The question stated not whether both reactants were used up in this process. Thus start by testing the assumption that e.g., ethene was used up while some oxygen gas were left unreacted (ethene as the limiting reagent.) Under this assumption, the relative availability of the two species, $n(\text{C}_2 \text{H}_6) /2$ and $n(\text{O}_2) /7$ (as seen in the balanced chemical equation) shall satisfy the relationship

$n(\text{O}_2) / 7 - n(\text{C}_2 \text{H}_6) / 2 > 0$

In other words,

$n(\text{O}_2)/7 > n(\text{C}_2 \text{H}_6)/2$

$n(\text{C}_2 \text{H}_6) / n(\text{O}_2) < 2/7 \approx 0.286$

Evaluating the expression $n(\text{C}_2 \text{H}_6) / n(\text{O}_2)$ with data given in the question yields approximately $0.210 < 0.286$, which does satisfy the relationship. Hence the assumption holds and ethene is the limiting reactant.

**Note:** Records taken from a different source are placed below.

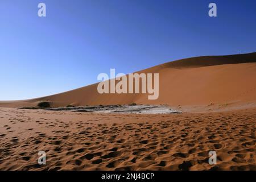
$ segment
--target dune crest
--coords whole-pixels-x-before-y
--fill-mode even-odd
[[[256,106],[256,52],[184,59],[138,72],[142,72],[159,73],[158,99],[148,100],[145,94],[100,94],[94,84],[35,99],[0,101],[0,107],[33,107],[40,101],[51,102],[53,107],[167,104],[186,111]]]

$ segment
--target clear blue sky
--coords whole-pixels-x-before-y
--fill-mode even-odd
[[[1,0],[0,100],[85,86],[110,68],[255,52],[255,0]]]

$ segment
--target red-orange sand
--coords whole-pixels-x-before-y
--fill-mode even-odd
[[[1,170],[256,170],[256,53],[193,57],[139,72],[159,73],[159,97],[99,94],[97,84],[26,101],[0,101]],[[168,104],[171,114],[25,110]],[[46,152],[46,165],[37,160]],[[208,163],[216,151],[216,165]]]
[[[113,114],[0,108],[1,170],[256,170],[256,110]],[[45,151],[46,165],[38,164]],[[208,152],[217,152],[217,165]]]

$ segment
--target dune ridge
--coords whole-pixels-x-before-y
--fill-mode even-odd
[[[158,99],[148,100],[145,94],[100,94],[94,84],[35,99],[0,101],[0,107],[32,107],[40,101],[51,102],[53,107],[167,104],[185,111],[255,106],[256,52],[184,59],[138,72],[142,72],[159,73]]]

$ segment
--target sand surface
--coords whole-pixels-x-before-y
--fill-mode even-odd
[[[0,108],[1,170],[256,170],[256,109],[169,114]],[[45,151],[46,165],[38,164]],[[217,152],[217,164],[208,163]]]
[[[109,75],[109,71],[106,71]],[[118,71],[116,71],[117,73]],[[133,102],[167,104],[183,111],[220,111],[256,106],[255,52],[188,58],[156,65],[138,73],[159,74],[158,99],[148,100],[148,94],[100,94],[97,89],[98,84],[95,84],[29,100],[0,101],[0,107],[33,107],[42,101],[51,102],[54,107]]]

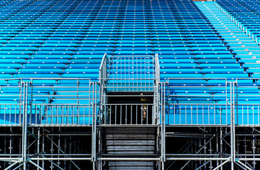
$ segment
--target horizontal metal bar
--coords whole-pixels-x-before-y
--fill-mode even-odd
[[[97,158],[100,161],[160,161],[160,158]]]
[[[58,158],[58,157],[44,157],[44,158],[31,158],[30,159],[32,161],[91,161],[90,157],[78,157],[78,158]]]
[[[217,104],[217,103],[169,103],[170,106],[178,106],[178,105],[184,105],[184,106],[191,106],[191,105],[204,105],[204,106],[226,106],[227,104]],[[259,104],[256,104],[259,105]]]

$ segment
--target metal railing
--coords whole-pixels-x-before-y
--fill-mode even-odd
[[[103,57],[99,82],[107,91],[153,91],[160,80],[158,55]]]
[[[149,102],[113,103],[88,79],[0,79],[0,125],[21,125],[26,111],[31,125],[92,125],[94,113],[100,125],[158,125],[163,114],[166,125],[228,125],[233,112],[236,125],[260,125],[259,79],[169,78],[162,89],[158,77],[152,93],[129,94]]]
[[[160,66],[157,54],[109,57],[104,55],[99,74],[101,125],[159,123]],[[144,98],[147,95],[151,98],[150,103],[140,102],[140,99],[146,100]],[[109,98],[119,96],[132,96],[137,101],[109,103]]]
[[[166,125],[230,123],[226,79],[170,78],[167,88]]]
[[[98,84],[89,79],[9,81],[1,82],[1,125],[21,125],[25,115],[30,125],[91,125],[97,114]]]

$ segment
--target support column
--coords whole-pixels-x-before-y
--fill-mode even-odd
[[[23,162],[23,169],[26,169],[27,165],[27,114],[28,114],[28,82],[22,82],[23,87],[23,134],[22,134],[22,160]]]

The quantity of a reactant produced in a chemical reaction is related to its stoichiometric (of relating to proportions) relationship with the limiting reactant (or any of the reactants in case of more than one limiting reactant.) For this scenario, given the molar ratio $n(\text{C}_2\text{H}_6) : n( \text{CO}_2) = 2:4$,

$n(\text{CO}_2) = n(\text{C}_2\text{H}_6) \cdot (2 / 4) = 0.0510 \; \text{mol}$

$m(\text{CO}_2) = 0.0510 \; \text{mol} \times 44.01 \; \text{g} \cdot \text{mol}^{-1} = 2.24 \; \text{g}$